Why indeed? During the 2010 economic recovery, as American consumers have learned to appreciate the joys of saving almost as much shopping, many are hanging their stockings by the chimney with care in hopes that solvency soon will be there.
This is a happy turn of events for financial gift-givers, who can feel confident this year that their profitable presents will be appreciated.
“By simply expecting less of ourselves—and teaching our families to accept those limitations—not only are we teaching them valuable lessons about how to manage money, but we are also reducing the stress of the season so everyone can enjoy themselves,” says Lou Scatigna, president of AFM Investments in Howell, N.J., and author of The Financial Physician. “Because, at the end of the day, holiday presents are just things. The time we spend with our families during the holidays is the true gift of the season.”
That said, a thoughtfully selected gift that helps ease a loved one’s or a charity’s financial burden can’t go amiss. Here are the six best financial feel-good gifts to give this holiday season:
1) Cash. Yes, that’s right, cash. While it may be considered rude to ask for cash as a present, it’s not rude to give it.

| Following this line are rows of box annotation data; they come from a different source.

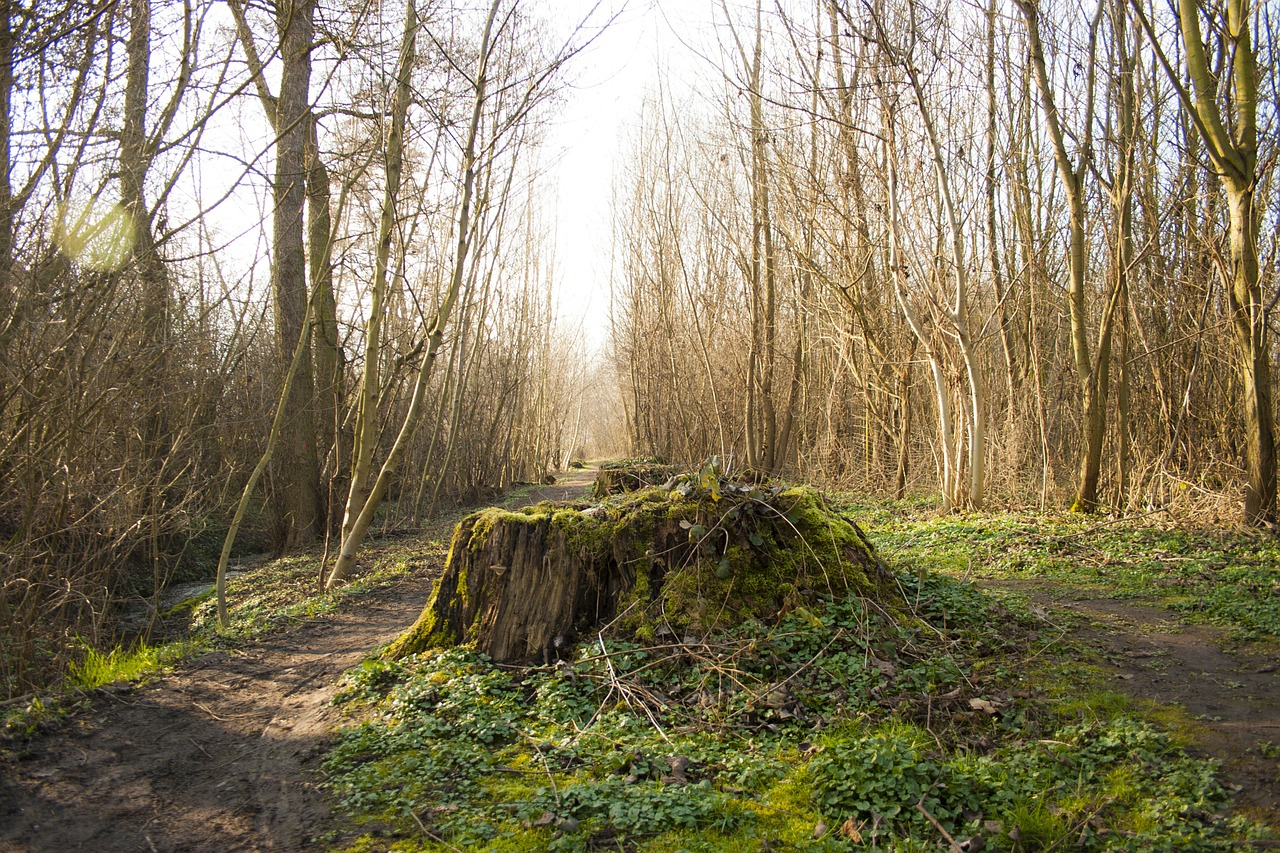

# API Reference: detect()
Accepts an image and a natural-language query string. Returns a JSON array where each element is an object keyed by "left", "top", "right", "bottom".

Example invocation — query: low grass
[
  {"left": 849, "top": 501, "right": 1280, "bottom": 642},
  {"left": 325, "top": 494, "right": 1275, "bottom": 850},
  {"left": 0, "top": 499, "right": 488, "bottom": 739}
]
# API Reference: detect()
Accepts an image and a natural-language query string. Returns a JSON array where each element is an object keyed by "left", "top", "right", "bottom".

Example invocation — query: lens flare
[{"left": 54, "top": 201, "right": 137, "bottom": 273}]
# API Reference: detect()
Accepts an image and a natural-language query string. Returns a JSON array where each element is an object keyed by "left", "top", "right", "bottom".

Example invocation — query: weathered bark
[
  {"left": 1130, "top": 0, "right": 1276, "bottom": 526},
  {"left": 271, "top": 0, "right": 321, "bottom": 549},
  {"left": 387, "top": 480, "right": 901, "bottom": 662},
  {"left": 591, "top": 460, "right": 676, "bottom": 498}
]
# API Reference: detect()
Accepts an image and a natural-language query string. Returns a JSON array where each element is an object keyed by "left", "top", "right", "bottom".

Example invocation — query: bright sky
[{"left": 548, "top": 0, "right": 716, "bottom": 348}]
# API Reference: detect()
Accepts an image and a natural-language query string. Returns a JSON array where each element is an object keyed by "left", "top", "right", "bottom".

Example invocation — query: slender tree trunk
[
  {"left": 271, "top": 0, "right": 321, "bottom": 551},
  {"left": 326, "top": 0, "right": 502, "bottom": 588},
  {"left": 339, "top": 0, "right": 417, "bottom": 550},
  {"left": 1130, "top": 0, "right": 1276, "bottom": 517}
]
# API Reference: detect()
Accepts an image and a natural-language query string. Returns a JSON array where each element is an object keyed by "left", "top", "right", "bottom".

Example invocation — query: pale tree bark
[
  {"left": 860, "top": 0, "right": 989, "bottom": 508},
  {"left": 1018, "top": 0, "right": 1120, "bottom": 512},
  {"left": 339, "top": 0, "right": 417, "bottom": 565},
  {"left": 326, "top": 0, "right": 502, "bottom": 588},
  {"left": 722, "top": 0, "right": 786, "bottom": 473},
  {"left": 271, "top": 0, "right": 321, "bottom": 549},
  {"left": 1132, "top": 0, "right": 1276, "bottom": 526},
  {"left": 879, "top": 83, "right": 961, "bottom": 512},
  {"left": 984, "top": 0, "right": 1023, "bottom": 409}
]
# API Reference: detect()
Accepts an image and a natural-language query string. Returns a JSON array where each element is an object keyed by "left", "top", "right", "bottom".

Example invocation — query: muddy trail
[
  {"left": 980, "top": 579, "right": 1280, "bottom": 826},
  {"left": 0, "top": 471, "right": 594, "bottom": 853},
  {"left": 0, "top": 471, "right": 1280, "bottom": 853}
]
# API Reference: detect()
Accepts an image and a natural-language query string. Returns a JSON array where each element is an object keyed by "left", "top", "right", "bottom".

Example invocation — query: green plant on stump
[{"left": 387, "top": 460, "right": 901, "bottom": 661}]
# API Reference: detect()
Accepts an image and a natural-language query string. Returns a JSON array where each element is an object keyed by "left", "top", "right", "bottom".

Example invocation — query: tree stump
[
  {"left": 591, "top": 456, "right": 680, "bottom": 498},
  {"left": 387, "top": 474, "right": 901, "bottom": 662}
]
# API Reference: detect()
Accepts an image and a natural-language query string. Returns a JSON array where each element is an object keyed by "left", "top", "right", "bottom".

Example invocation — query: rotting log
[
  {"left": 387, "top": 480, "right": 902, "bottom": 662},
  {"left": 591, "top": 457, "right": 680, "bottom": 498}
]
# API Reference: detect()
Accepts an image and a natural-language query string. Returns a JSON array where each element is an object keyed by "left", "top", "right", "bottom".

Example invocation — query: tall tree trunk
[
  {"left": 326, "top": 0, "right": 502, "bottom": 588},
  {"left": 1018, "top": 0, "right": 1116, "bottom": 512},
  {"left": 342, "top": 0, "right": 417, "bottom": 555},
  {"left": 306, "top": 115, "right": 343, "bottom": 532},
  {"left": 1132, "top": 0, "right": 1276, "bottom": 517},
  {"left": 271, "top": 0, "right": 321, "bottom": 551}
]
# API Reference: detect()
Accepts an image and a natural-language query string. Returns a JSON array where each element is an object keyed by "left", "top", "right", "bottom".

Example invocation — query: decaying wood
[{"left": 591, "top": 459, "right": 678, "bottom": 498}]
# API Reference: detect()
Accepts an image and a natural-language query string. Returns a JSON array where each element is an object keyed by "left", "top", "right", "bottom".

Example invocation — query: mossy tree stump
[
  {"left": 591, "top": 457, "right": 680, "bottom": 498},
  {"left": 387, "top": 475, "right": 901, "bottom": 662}
]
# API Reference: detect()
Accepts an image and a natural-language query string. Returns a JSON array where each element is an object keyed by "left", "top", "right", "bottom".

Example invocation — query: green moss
[
  {"left": 383, "top": 578, "right": 466, "bottom": 661},
  {"left": 388, "top": 471, "right": 902, "bottom": 654}
]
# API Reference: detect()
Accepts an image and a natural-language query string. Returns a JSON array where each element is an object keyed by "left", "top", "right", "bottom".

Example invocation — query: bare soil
[
  {"left": 0, "top": 471, "right": 594, "bottom": 853},
  {"left": 0, "top": 479, "right": 1280, "bottom": 853},
  {"left": 987, "top": 580, "right": 1280, "bottom": 826}
]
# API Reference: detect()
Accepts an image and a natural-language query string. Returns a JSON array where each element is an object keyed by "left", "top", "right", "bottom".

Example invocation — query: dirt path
[
  {"left": 986, "top": 580, "right": 1280, "bottom": 824},
  {"left": 0, "top": 471, "right": 594, "bottom": 853}
]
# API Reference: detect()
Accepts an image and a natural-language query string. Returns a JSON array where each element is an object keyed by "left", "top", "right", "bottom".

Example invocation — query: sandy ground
[
  {"left": 0, "top": 471, "right": 1280, "bottom": 853},
  {"left": 0, "top": 471, "right": 594, "bottom": 853}
]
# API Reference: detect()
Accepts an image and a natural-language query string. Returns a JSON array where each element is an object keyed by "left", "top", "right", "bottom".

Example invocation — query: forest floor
[
  {"left": 0, "top": 471, "right": 1280, "bottom": 852},
  {"left": 979, "top": 579, "right": 1280, "bottom": 824},
  {"left": 0, "top": 471, "right": 594, "bottom": 853}
]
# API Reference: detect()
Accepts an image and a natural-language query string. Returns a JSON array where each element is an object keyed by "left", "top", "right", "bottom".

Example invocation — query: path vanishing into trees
[
  {"left": 0, "top": 471, "right": 1280, "bottom": 852},
  {"left": 0, "top": 471, "right": 593, "bottom": 853}
]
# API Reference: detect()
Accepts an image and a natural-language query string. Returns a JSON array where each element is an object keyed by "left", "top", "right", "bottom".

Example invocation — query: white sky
[{"left": 548, "top": 0, "right": 717, "bottom": 348}]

In fact, when offered in a festive card with a fancy envelope, cash can make both a beautiful and a hugely useful present.
Note: According to the Internal Revenue Service, gifts are not taxable if they are made to your spouse or if they pay for someone’s tuition or medical expenses. In addition, gifts of up to $13,000 after Jan. 1, 2009, are excluded from taxation.
2) Gift Cards or Certificates. The downside to gift cards and certificates is that they’re not as easy to spend as cash, and they’re usually redeemable for just a single merchant’s goods or services. The upside is that they feel more like a special holiday present.
For the best of both worlds, a good way to go is buying a “SuperCertificate” from GiftCertificates.com. It doesn’t have an expiration date and can be exchanged at GiftCertificates.com for original gift certificates from hundreds of stores, airlines, hotels, theaters and restaurants.
3) Assets. While wrapping a big red bow around this present may not be possible, the gift of assets to a grandchild, niece or favorite charity is a powerful one. As with cash gifts, the IRS allows for asset gifts of up to $13,000 to one person or other donee. Spouses who give an asset together are each entitled to the annual exclusion amount on the gift, totaling a maximum of $26,000 after January 1, 2009. An estate-planning advisor, accountant or lawyer should be consulted by gift-givers who want to give assets.
“We always encourage our clients if they’re able to engage in a planned gift-giving strategy,” says Tom Astore, tax director for accounting firm Rodman and Rodman in Newton, Mass. “In certain circumstances, a husband and wife may want to increase their gifts up to their federally mandated gift tax exemption, which is currently $1 million, to transfer future growth assets out of their estate.”